Carrie Paechter's tribute to her grandfather
I began to piece together the story of the Paechter children after they came to England from this 2016 posting by a British social scientist named Carrie Paechter. She refers to her father George Paechter, who must be the second son of Kurt and Grete Paechter. In Germany, he was named Gerd.
The essay by Carrie Paechter was part of a project about the memory of war at an interdisciplinary college of the University of London where she was then a professor. Keep in mind that her memories of her grandfather are second-hand. They are stories she heard from her father.
Celebrated in the First World War, and gassed in Auschwitz: my grandfather's history
My colleague Richard Grayson has recently been encouraging academics at Goldsmiths to explore their family histories, as part of the onset of the 100 year commemoration of the First World War. Mine is just one example of how the wartime sacrifice of German Jews counted for nothing after Hitler came to power.
My grandfather, Curt Julius Paechter, was one of the many German Jews to fight in World War One. He served for the whole of the war; from 4 August 1914 to 28 December 1918 (the records from his later employment at the Disconto-Gesellschaft show this). He had already had two periods in the army: a whole year from 1910 to 1911, and a further six weeks in 1913, presumably as part of the military service required of fit male German citizens.
Curt was one of the many German soldiers awarded the Iron Cross First Class, and achieved the rank of Leutnant. When he joined the Disconto-Gessellschaft he described himself as Leutnant der Reserve, presumably because he was no longer on active service.

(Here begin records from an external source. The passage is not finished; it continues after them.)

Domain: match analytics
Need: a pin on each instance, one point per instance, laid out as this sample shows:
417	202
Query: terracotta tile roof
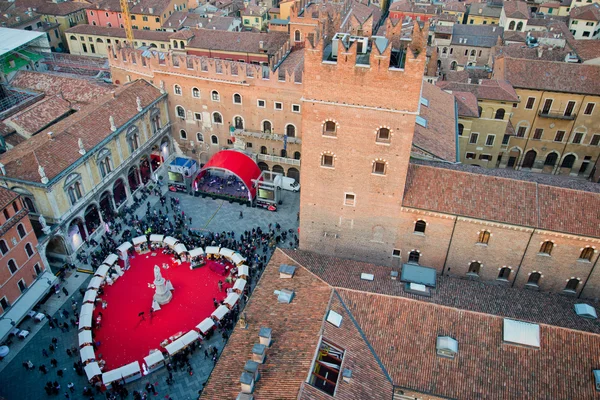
6	197
467	104
549	76
295	331
456	292
590	12
516	9
486	197
38	116
248	42
487	90
438	138
91	124
71	89
139	34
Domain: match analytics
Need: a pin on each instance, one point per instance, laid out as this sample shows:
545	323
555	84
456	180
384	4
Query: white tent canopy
92	369
154	358
196	252
139	240
237	259
87	353
102	271
211	250
220	312
170	240
124	247
180	248
174	347
157	238
85	337
111	259
205	325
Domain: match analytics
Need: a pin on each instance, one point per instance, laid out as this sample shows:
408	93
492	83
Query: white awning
180	248
232	298
124	247
205	325
157	238
87	308
174	347
87	353
237	259
226	252
85	337
95	282
90	296
111	259
154	358
85	321
102	271
92	370
111	376
240	284
189	337
170	240
21	307
211	250
139	240
243	270
196	252
220	312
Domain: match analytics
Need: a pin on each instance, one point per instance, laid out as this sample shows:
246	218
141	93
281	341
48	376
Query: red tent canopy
236	163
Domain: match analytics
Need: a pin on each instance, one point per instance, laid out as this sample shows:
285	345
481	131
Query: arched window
3	247
568	161
551	159
484	237
572	285
267	127
534	279
383	135
329	128
29	250
180	112
12	266
290	130
587	254
217	118
413	257
547	247
474	268
420	226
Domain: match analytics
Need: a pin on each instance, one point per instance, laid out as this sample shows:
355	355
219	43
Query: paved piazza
207	214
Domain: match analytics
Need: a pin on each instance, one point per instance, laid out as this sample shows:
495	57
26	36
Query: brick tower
359	111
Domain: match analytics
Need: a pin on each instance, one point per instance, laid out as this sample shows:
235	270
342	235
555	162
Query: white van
285	183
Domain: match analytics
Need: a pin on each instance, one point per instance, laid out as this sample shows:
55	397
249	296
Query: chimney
264	336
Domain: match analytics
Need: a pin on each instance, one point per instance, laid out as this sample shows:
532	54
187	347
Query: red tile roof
504	200
91	124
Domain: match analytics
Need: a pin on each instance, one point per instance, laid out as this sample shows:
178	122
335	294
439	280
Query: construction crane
127	20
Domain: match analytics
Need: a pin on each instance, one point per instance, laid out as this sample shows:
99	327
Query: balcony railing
557	115
279	160
266	136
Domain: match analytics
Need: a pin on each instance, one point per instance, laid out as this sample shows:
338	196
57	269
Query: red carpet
124	336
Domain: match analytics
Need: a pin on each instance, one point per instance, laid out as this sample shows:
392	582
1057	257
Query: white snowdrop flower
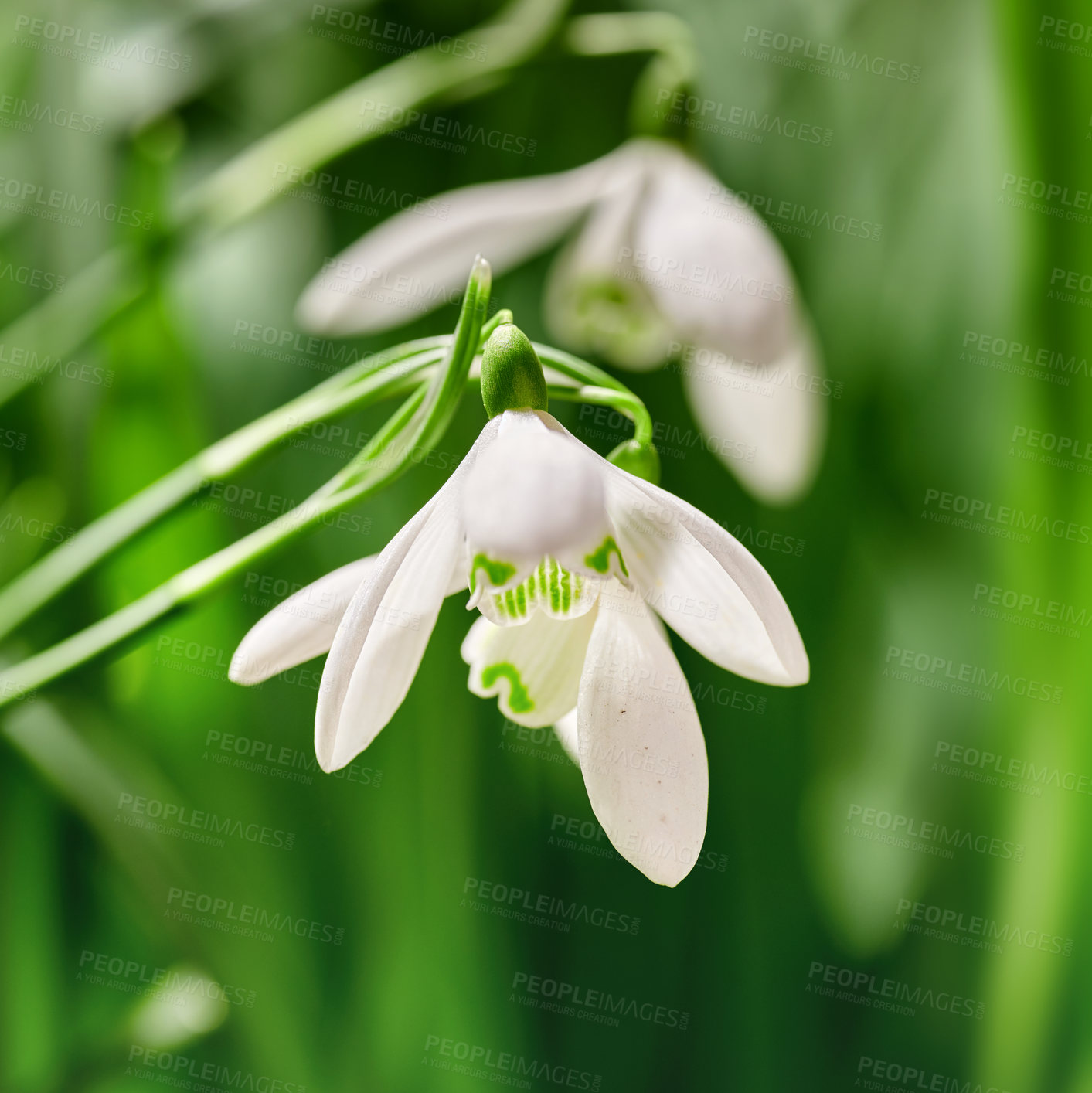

A story about him told by my father, George Paechter, is all we know of his active service, but it shows that he was brave under fire: "Curt was in the cavalry, and, at one time, had to cross an avenue in woodland down which the enemy were firing intermittent cannons. He didn't time his crossing very well: his horse was decapitated, but managed to carry him over to the other side before collapsing."
Curt was very much an assimilated German Jew. The only description we have of him is from the memoirs of my great-aunt, Anneliese Landau, who left Germany in 1939 and was the only member of that generation of my family to survive.
She describes her first impressions of him as: “a slender, middle-sized young man with steel-blue eyes, a slightly balding head and a blond moustache. The erect figure seemed to be a model of a Prussian E.K.1 officer of the First World War: correctness all over, a face that seemed set for making decisions which no one could change, hardly even he himself who had originally made them.”
In civilian life, Curt was a lawyer, and in 1920 he took up a position as head of the law department of the Disconto-Gessellschaft, which later became part of the Deutsche Bank, specialising in their property holdings.
Following the rise of the Nazis in the 1930s, he was dismissed from this job, because Jews were no longer permitted to work as lawyers in such organisations.
Following Kristallnacht, he was arrested on 9 November 1938 and imprisoned for three months. After this, he sent his three children, including my father, to England as refugees. He and my grandmother Grete remained in Berlin to take care of their own parents.
Grete died from appendicitis in 1941 and Curt remained in Berlin with his mother and in-laws until 1942. In that year, he was deported to Theresienstadt. From there, probably sometime in 1944, he was sent to Auschwitz, where he died, probably in the gas chambers. There is a Stolperstein (stumbling block) in his memory outside the apartment block in which the family lived at 61 Nassauischestrasse in Berlin.